Les députés européens se déclarent vivement préoccupés par la crise postélectorale au Gabon et les conséquences qu’elle pourrait avoir pour le pays et la région et les populations concernées, condamne le fait qu’après avoir demandé la publication des résultats, la France ait de nouveau reconnu la victoire d’Ali Bongo et ce malgré les constatations des observateurs européens et internationaux. Condamne toutes les violences perpétrées après les élections et notamment les violations des droits de l’homme, les arrestations arbitraires et les détentions illégales, ainsi que les violations de la liberté de la presse et de la liberté d’expression.
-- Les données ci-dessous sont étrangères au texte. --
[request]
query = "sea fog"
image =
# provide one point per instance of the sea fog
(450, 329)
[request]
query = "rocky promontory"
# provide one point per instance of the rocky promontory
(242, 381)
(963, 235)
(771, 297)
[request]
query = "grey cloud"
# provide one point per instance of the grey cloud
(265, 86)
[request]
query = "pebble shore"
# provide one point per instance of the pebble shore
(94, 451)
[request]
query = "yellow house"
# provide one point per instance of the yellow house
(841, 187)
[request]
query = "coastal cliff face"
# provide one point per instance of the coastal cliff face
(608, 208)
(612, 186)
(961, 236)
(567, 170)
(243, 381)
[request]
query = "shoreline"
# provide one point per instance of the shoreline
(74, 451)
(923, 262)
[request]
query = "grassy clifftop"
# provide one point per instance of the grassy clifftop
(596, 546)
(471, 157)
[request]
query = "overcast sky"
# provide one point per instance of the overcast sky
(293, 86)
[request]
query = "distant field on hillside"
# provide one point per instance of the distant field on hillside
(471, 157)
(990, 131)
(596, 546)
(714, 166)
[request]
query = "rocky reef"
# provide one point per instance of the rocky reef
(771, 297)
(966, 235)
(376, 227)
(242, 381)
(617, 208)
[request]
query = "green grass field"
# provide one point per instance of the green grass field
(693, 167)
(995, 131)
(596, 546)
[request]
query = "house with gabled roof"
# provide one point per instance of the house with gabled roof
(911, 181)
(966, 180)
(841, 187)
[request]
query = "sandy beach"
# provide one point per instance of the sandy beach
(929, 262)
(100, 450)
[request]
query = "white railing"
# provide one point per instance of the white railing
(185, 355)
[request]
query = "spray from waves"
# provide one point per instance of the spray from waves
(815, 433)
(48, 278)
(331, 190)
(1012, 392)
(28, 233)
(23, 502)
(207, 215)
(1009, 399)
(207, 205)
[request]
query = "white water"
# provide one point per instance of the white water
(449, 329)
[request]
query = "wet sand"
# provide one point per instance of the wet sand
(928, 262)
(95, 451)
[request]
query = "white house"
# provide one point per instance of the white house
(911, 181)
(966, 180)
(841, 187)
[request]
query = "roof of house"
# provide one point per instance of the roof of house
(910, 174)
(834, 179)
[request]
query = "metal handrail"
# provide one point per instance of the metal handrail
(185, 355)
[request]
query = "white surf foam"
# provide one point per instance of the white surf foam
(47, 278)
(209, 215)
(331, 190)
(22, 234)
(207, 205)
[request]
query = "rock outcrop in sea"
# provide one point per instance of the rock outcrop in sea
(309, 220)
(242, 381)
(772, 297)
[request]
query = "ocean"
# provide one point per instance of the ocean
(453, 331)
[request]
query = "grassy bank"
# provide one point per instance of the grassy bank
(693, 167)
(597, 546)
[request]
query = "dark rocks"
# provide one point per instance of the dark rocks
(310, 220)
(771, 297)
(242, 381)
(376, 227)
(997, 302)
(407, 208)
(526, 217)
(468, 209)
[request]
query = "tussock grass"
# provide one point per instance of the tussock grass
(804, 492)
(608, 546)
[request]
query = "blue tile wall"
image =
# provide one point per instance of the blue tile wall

Réclament l’arrêt immédiat de tout acte de violence, de violation des droits de l’homme et d’intimidation politique à l’encontre de la société civile et des opposants, le respect du droit international et des droits de l’homme ; demande la mise en place d’une enquête internationale sous l’égide de l’ONU sur les élections et les exactions qui ont suivi afin de déterminer comment mettre en place un dialogue politique permettant de sortir de la crise en garantissant le respect des droits démocratiques du peuple gabonais. Demandent au Gabon de ratifier, déposer et respecter la Charte africaine de la démocratie, des élections et de la gouvernance ; condamne de nouveau le jeu et l’emprise de la France, ancienne puissance coloniale, au Gabon ; s’oppose à toute perpétuation de la politique de la Françafrique dans le pays.

Exigent le retrait immédiat des troupes françaises du pays. Estiment que les problèmes du Gabon ne pourront être résolus dans le pays qu’en veillant à garantir les mêmes droits à tous les citoyens et en s’attaquant aux problèmes liés au contrôle des terres agricoles fertiles, au chômage et à la pauvreté, à la lutte contre la corruption, à la pauvreté, aux inégalités et aux discriminations ainsi que par la promotion des réformes sociales, politiques et économiques afin de créer un État libre, démocratique et stable ; se déclare particulièrement préoccupé par la situation dans les écoles.

Jugent que l’incapacité de la population à avoir accès aux ressources naturelles du pays, l’accroissement du chômage, la dégradation de la situation sociale et la paupérisation sont des obstacles à la stabilité et doivent être des priorités absolues dans la prochaine période ; condamnent les ingérences économiques, sociales et politiques mises en œuvre dans les pays tiers via les plans d’ajustement structurel de la Banque mondiale et du FMI, ainsi que les accords de libre-échange dits «  accords de partenariat économique  » conclus par l’Union européenne.

Les eurodéputés soulignent que ces politiques ont entrainé un accaparement des terres, des ressources notamment pétrolières, et des situations de crises économiques, sociales, politiques et humanitaires, qui poussent les populations à l’exil ; demandent que l’Union européenne et ses États membres appliquent réellement le principe de la cohérence des politiques au service du développement dans toutes les mesures qu’ils prennent à l’égard du Gabon, afin qu’elles s’articulent harmonieusement et ne portent pas atteinte à la réalisation des objectifs de réduction de la pauvreté et des objectifs de développement durable ; condamnent toute conditionnalité de l’aide au développement à des fins d’externalisation des frontières et de gestion des politiques migratoires de l’Union.